EURIPIDES. Let's take your prologues; 'tis the beginnings of this able poet's tragedies that I wish to examine at the outset. He was obscure in the description of his subjects.
DIONYSUS. And which prologue are you going to examine?
EURIPIDES. A lot of them. Give me first of all that of the 'Orestes.'[501]
DIONYSUS. All keep silent, Aeschylus, recite.
AESCHYLUS. "Oh! Hermes of the nether world, whose watchful power executes the paternal bidding, be my deliverer, assist me, I pray thee.
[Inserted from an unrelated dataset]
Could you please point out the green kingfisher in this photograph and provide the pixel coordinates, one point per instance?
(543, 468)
I come, I return to this land."[502]
DIONYSUS. Is there a single word to condemn in that?
EURIPIDES. More than a dozen.
DIONYSUS. But there are but three verses in all.
EURIPIDES. And there are twenty faults in each.
DIONYSUS. Aeschylus, I beg you to keep silent; otherwise, besides these three iambics, there will be many more attacked.
[501] A tetralogy composed of three tragedies, the 'Agamemnon,' the 'Choëphorae,' the 'Eumenides,' together with a satirical drama, the 'Proteus.'
[502] This is the opening of the 'Choëphorae.' Aeschylus puts the words in the mouth of Orestes, who is returning to his native land and visiting his father's tomb.